According to ABC, Arkansas' highest court overturned a ruling that would have allowed the names of both spouses in a same-sex married couple to appear on their children's birth certificates without a court order. The court justified its reasoning by saying it doesn't violate equal protection "to acknowledge basic biological truths."
Judge Tim Fox was the one who made the ruling that struck down the birth certificate law, citing that the decision by the Supreme Court to legalize gay marriage should award same-sex couples the basic things that straight married couples are privy to - like having both names listed on their children's birth certificates.

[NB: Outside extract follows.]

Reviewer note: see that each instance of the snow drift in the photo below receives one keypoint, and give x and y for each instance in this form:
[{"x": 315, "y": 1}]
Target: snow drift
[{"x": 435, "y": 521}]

"What is before this court is a narrow issue of whether the birth-certificate statute as written deny the appellees due process," Justice Josephine Linker Hart wrote in the Arkansas Supreme Court's majority opinion, "... in the situation involving the female spouse of a biological mother, the female spouse does not have the same biological nexus to the child that the biological mother or biological father has. It does not violate equal protection to acknowledge biological truths."
ABC reports that Cheryl Mapes, who sued on behalf of three same-sex couples, hasn't decided if she'll appeal to the Supreme Court yet. "There's no requirement that DNA be given or that there be a biological relationship to a child to get on a birth certificate for a father, for the non-birth parent," she said. "All you have to do is legitimize the child and you're entitled, if you're heterosexual. This is wrong."